The apostle Paul was in a Roman prison, writing this letter to the church in Philippi. Prison life in Roman times was no picnic. In fact, they didn’t feed or care for the prisoners; that was the responsibility of friends and family. Churches like the one in Philippi were his lifeline. You can tell from the tone of his message that they must have reached out to support him in this time of need. The joy and love that is in this letter is remarkable, considering the agony that Paul must have been subjected to .
- Paul starts out the letter with thankfulness, joy and prayer. In spite of the fact that he is in prison, he’s happy to hear that they are sharing the gospel! (vv. 3-5)
- He’s confident that their work will be “brought to completion” by the time of Jesus’ return. The “one who began a good work among you” is the Holy Spirit, of course. (v. 6)

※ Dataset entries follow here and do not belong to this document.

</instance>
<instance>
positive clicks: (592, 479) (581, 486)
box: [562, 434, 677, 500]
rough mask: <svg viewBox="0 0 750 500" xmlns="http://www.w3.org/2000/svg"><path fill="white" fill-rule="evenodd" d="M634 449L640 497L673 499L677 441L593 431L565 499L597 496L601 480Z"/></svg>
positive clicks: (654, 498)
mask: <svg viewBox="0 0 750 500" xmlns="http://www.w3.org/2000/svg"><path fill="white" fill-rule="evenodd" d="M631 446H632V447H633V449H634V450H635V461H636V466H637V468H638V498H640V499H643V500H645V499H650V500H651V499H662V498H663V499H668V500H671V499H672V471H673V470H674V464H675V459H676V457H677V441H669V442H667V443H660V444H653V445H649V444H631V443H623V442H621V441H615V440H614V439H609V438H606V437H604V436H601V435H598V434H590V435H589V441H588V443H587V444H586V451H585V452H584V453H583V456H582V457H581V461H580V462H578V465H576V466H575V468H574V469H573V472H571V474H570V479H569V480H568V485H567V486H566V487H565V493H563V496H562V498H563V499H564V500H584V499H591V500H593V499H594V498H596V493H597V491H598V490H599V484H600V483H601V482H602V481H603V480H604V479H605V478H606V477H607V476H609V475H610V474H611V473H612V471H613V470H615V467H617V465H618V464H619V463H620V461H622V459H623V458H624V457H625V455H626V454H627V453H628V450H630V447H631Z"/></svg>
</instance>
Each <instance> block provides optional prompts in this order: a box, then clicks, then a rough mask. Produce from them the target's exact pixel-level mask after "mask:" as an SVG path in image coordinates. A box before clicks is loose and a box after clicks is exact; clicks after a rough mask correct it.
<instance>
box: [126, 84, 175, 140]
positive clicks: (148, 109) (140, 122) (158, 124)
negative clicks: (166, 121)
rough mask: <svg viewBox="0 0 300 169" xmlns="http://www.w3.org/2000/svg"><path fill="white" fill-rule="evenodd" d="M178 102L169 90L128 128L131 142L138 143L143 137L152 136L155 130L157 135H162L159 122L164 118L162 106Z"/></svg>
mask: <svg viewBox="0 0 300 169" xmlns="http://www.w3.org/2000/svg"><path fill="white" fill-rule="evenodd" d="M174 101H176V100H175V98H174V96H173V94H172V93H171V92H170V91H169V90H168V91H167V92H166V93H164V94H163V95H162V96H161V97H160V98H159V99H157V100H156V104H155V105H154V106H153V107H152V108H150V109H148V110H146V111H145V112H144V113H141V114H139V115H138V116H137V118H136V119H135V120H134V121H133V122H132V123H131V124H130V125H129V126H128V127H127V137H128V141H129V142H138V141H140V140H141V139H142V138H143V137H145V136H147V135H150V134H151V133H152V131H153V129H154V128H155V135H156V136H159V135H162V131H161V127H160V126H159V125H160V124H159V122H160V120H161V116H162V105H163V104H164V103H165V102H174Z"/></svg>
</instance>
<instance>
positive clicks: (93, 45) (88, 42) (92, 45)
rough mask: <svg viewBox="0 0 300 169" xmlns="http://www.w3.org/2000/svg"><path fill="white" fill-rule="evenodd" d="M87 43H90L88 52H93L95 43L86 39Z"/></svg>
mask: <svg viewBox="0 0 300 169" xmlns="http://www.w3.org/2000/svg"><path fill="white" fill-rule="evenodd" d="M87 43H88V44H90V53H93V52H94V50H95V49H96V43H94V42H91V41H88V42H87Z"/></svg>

- Verses 7 & 8 are remarkable in that there is this intense love between Paul and this church—so much so that the prison bars almost seem to melt away!
- Paul’s prayer for this church is that their love will flow and increase even more, that they will learn what the best path is for them to follow, and that they live in righteousness. (vv. 9-11)
The Advent message for us lays in verses 5 and 6. We should be working hard to share the gospel message with those around us, as we wait for Jesus’ return.
Today’s passage is our introduction to John the Baptist’s ministry. We will study this in detail next week.
- The passage starts with a list of political and religious leaders. It is written this way because at the time, they did not have calendars like we do, to mark the date of an event. By stating it this way, Luke was able to pinpoint the beginning of John’s ministry. (vv. 1-2)
- John’s work was not done in the big cities, but out in the boondocks—“the wilderness” along the Jordan river valley north of Jerusalem. He preached repentance for one’s sins, and offered “a baptism” as a sign of repentance and forgiveness. (v. 3)
- Luke now quotes Isaiah 40:3-5, to show that John’s ministry was part of God’s plan to prepare the people of God for His coming Messiah. (vv. 4-6)
It is interesting that the bible doesn’t mention baptism until these verses in the New Testament. Isaiah 1 speaks of the sinfulness of God’s people, and the need to repent. Verse 16 instructs the repentant ones to wash themselves clean of their sinfulness.
John calls to each one of us today. He calls us to examine our lives, “come clean”, and be honest with ourselves. We should identify the many ways we have fallen short of God’s expectations. He calls us to repent & begin again, knowing that we are loved and forgiven. This is how we prepare for Jesus’ to enter our hearts on Christmas.
FOOD FOR THOUGHT
How do we prepare for his coming?
- By making sure that our righteous actions match the piety we profess. (Malachi 3:1-4)
- By sharing the Good News with others, while we wait. (Philippians 1:3-11)
- By reflecting on our sinful nature, repenting, and starting anew. (Luke 31-6)
Looks like we all have a lot of work to do this Advent season!